At least 76 people have died and dozens remain missing after a boat packed with mostly Ethiopian migrants capsized off the coast of Yemen, officials said Monday, marking the latest deadly incident on one of the world’s most perilous migration routes.
Yemeni security officials confirmed that 76 bodies had been recovered and 32 survivors rescued following the shipwreck in the Gulf of Aden.
The U.N. International Organization for Migration said the vessel was carrying 157 people when it went down near Abyan province in southern Yemen.
The area is a well-known landing point for smugglers ferrying migrants from the Horn of Africa who hope to reach wealthier Gulf nations in search of work and safety.
Several survivors were transported to the port city of Aden, just west of Abyan, according to a Yemeni security source.
The U.N. migration agency earlier gave a toll of at least 68 dead.
The IOM’s chief of mission in Yemen, Abdusattor Esoev, told Agence France-Presse (AFP) that “the fate of the missing is still unknown.”
Despite the civil war that has ravaged Yemen since 2014, the impoverished country has remained a key transit point for irregular migration, particularly from Ethiopia, which itself has been roiled by ethnic conflict.
Each year, thousands brave the so-called Eastern Route from Djibouti to Yemen across the Red Sea, in hopes of eventually reaching oil-rich Gulf countries such as Saudi Arabia and the United Arab Emirates.
The IOM recorded at least 558 deaths on the Red Sea route last year, including 462 from boat accidents.
Last month, at least eight people died after smugglers forced migrants to disembark from a boat in the Red Sea, according to the U.N. migration agency.
The vessel that sank off Abyan was carrying mostly Ethiopian migrants, according to the province’s security directorate and an IOM source.
Yemeni security forces were conducting operations to recover a “significant” number of bodies, the Abyan directorate said Sunday.
On their way to the Gulf, migrants cross the Bab al-Mandab Strait, the narrow waterway at the mouth of the Red Sea that is a major route for international trade, as well as for migration and human trafficking.
Once in war-torn Yemen – the Arabian Peninsula’s poorest country – migrants often face further threats to their safety.
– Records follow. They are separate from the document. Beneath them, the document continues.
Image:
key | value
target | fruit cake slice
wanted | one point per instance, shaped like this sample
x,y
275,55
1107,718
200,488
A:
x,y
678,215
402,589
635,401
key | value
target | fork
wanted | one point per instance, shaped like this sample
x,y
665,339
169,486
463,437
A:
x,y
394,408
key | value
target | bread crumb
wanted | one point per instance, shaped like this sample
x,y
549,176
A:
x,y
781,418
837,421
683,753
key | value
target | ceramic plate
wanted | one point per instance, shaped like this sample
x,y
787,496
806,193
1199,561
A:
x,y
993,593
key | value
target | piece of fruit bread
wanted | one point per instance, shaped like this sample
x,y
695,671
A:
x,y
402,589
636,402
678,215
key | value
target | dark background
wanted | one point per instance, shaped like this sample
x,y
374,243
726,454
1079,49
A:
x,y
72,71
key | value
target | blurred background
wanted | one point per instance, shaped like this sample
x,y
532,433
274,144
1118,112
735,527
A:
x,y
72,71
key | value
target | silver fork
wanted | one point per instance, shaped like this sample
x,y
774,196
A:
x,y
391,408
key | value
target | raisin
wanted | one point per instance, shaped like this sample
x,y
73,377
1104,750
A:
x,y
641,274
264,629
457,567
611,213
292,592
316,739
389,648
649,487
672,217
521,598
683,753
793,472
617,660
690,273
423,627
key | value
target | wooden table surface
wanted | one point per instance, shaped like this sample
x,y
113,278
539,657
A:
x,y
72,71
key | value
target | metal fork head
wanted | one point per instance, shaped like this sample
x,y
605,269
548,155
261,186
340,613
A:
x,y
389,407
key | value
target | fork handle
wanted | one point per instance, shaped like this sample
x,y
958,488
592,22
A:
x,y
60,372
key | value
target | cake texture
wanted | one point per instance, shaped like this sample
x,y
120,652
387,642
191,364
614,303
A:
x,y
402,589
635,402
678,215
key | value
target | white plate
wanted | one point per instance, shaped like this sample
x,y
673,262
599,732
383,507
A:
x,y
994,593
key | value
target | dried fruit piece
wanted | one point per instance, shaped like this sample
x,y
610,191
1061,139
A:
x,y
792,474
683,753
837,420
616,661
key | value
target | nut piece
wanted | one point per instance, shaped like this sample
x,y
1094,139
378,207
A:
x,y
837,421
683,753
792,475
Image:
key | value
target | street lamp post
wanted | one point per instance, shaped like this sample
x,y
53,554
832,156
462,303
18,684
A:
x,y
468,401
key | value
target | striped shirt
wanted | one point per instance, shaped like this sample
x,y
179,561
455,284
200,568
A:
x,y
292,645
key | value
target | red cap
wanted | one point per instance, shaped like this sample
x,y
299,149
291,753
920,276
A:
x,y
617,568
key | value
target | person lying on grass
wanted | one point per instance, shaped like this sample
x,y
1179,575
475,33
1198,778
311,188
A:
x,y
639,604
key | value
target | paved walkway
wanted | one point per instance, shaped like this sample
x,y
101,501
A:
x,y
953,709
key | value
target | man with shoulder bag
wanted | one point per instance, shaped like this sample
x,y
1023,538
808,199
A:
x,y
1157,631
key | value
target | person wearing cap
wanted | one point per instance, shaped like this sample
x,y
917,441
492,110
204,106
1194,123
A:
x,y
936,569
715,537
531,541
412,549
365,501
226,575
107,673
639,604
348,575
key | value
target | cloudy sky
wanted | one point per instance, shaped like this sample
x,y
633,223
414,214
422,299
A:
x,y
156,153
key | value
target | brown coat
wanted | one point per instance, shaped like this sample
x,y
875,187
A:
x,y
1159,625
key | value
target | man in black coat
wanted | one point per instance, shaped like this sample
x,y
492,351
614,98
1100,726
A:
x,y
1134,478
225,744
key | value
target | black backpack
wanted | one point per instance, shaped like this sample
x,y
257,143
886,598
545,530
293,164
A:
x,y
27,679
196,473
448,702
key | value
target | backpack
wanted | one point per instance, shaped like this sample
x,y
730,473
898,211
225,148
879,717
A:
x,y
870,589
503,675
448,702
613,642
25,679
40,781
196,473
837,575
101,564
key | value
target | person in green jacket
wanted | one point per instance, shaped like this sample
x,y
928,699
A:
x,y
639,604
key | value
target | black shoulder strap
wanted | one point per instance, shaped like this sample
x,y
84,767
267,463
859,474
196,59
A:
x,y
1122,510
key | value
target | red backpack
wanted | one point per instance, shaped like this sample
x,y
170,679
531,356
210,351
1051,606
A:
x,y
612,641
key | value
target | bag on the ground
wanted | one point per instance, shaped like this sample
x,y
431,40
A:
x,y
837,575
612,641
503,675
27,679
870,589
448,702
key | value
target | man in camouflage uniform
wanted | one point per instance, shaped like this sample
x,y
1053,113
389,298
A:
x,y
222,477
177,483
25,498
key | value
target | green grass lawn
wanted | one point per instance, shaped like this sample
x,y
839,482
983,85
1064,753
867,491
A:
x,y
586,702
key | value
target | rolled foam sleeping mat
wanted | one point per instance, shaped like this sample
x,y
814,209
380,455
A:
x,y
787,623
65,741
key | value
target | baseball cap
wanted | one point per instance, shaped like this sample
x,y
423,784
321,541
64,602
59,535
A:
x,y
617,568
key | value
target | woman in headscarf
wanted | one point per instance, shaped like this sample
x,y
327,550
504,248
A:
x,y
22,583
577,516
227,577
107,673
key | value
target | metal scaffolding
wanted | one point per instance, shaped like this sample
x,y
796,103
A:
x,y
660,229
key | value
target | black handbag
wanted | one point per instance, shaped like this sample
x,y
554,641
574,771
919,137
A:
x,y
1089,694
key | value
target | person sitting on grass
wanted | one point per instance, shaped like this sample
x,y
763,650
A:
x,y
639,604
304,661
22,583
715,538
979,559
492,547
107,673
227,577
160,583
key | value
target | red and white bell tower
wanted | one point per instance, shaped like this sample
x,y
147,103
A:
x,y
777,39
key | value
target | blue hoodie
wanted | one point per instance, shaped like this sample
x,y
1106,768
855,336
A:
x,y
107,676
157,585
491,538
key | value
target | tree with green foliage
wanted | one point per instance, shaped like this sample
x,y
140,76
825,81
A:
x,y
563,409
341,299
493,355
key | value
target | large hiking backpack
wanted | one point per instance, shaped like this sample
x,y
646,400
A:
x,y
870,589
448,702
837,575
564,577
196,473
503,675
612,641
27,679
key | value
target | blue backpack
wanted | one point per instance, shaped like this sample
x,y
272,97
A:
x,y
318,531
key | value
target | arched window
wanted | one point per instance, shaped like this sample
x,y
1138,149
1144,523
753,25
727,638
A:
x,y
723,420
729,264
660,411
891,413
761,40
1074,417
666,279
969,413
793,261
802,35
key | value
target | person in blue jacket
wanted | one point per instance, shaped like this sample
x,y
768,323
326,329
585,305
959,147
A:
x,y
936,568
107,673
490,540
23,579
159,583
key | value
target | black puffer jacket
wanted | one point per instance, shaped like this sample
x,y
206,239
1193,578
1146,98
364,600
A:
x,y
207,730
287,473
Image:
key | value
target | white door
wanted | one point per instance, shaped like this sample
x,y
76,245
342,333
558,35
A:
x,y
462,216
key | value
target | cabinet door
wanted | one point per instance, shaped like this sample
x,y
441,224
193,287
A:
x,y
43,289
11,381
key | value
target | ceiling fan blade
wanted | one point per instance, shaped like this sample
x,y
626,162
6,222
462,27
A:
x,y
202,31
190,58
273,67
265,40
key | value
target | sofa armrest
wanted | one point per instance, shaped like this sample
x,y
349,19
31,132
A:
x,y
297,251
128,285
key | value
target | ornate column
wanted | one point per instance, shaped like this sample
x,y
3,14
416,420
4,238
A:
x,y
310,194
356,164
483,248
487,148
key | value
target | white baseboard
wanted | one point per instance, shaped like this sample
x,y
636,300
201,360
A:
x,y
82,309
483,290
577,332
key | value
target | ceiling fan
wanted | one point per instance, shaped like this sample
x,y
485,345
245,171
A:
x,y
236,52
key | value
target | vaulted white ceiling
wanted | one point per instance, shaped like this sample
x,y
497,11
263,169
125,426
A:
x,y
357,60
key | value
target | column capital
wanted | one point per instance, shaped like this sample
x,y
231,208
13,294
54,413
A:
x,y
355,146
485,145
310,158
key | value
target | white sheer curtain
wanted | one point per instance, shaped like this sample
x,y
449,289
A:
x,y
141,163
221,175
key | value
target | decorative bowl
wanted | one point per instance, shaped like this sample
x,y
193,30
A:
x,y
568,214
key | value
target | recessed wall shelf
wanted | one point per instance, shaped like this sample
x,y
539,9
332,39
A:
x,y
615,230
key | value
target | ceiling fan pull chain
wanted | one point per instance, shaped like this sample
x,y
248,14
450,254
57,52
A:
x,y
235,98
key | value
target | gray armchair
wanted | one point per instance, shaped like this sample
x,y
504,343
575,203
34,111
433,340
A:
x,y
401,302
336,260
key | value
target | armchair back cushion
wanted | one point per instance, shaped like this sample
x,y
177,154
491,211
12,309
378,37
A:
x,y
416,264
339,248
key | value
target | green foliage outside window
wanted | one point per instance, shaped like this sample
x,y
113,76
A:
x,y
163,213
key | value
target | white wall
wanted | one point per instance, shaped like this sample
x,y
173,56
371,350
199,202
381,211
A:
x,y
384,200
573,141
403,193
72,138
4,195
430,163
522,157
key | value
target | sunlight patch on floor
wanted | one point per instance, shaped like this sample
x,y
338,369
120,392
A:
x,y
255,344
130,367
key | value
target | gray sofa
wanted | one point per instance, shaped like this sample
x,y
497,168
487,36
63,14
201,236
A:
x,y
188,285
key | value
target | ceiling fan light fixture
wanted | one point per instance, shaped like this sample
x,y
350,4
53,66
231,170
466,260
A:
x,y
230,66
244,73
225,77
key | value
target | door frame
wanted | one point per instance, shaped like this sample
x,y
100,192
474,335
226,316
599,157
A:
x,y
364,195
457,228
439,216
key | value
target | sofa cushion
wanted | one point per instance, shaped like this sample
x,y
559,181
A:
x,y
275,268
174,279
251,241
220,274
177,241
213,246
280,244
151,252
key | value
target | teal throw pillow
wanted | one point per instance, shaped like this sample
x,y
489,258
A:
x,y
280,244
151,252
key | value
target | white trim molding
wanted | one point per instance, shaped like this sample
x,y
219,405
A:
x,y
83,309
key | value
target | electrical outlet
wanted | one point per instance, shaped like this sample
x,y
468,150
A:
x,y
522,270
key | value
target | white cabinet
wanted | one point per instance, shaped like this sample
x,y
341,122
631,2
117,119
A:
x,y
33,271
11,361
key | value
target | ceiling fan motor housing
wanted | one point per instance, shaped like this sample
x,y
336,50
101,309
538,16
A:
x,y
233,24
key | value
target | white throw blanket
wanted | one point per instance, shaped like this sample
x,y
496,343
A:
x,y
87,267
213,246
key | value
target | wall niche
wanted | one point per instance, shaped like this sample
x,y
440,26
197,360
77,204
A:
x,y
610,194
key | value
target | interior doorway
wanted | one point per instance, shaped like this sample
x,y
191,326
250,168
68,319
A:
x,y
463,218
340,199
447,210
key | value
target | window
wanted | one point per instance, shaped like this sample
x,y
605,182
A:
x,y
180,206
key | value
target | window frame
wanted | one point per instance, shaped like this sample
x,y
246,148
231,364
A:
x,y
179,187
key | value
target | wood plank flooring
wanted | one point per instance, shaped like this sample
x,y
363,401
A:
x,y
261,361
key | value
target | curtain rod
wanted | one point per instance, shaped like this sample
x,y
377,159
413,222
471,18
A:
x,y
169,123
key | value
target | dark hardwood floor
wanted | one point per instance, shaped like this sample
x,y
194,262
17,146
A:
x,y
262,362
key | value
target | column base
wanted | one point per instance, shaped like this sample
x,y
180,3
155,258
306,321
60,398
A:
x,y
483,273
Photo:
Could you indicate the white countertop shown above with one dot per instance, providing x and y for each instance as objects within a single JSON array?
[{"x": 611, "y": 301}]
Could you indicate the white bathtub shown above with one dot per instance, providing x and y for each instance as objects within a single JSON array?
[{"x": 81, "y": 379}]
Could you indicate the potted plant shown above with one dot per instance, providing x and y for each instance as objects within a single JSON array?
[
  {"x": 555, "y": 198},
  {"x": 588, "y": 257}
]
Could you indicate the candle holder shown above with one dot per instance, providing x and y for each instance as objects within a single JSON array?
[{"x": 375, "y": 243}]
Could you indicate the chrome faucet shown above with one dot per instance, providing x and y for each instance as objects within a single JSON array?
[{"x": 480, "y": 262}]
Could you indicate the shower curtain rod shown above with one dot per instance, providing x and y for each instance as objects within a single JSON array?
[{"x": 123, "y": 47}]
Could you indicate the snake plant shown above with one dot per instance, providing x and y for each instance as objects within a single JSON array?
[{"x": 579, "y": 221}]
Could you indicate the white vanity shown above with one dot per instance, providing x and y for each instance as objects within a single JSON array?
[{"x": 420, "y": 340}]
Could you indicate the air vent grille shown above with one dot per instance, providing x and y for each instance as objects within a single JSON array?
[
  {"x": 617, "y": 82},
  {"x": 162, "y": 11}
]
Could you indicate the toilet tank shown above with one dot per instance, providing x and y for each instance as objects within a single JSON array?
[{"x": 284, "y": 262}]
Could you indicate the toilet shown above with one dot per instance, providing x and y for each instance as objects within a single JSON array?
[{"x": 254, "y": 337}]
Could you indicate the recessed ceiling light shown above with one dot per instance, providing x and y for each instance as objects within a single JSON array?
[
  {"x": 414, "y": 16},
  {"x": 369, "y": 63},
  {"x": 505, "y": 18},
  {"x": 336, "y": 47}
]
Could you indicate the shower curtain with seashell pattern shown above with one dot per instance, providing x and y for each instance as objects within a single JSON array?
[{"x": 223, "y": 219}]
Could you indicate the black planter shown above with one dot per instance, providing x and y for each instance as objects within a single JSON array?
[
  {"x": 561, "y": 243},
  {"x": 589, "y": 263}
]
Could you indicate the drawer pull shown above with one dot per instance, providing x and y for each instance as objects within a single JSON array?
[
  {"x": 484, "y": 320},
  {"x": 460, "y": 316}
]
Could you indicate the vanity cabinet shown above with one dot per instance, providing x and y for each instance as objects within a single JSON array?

The IOM says tens of thousands of migrants have become stranded in Yemen and suffer abuse and exploitation during their journeys.
In April, more than 60 people were killed in a strike blamed on the U.S. that hit a migrant detention center in Yemen, according to the Houthi rebels, who control much of the country.
The wealthy Gulf monarchies host significant populations of foreign workers from South Asia and Africa.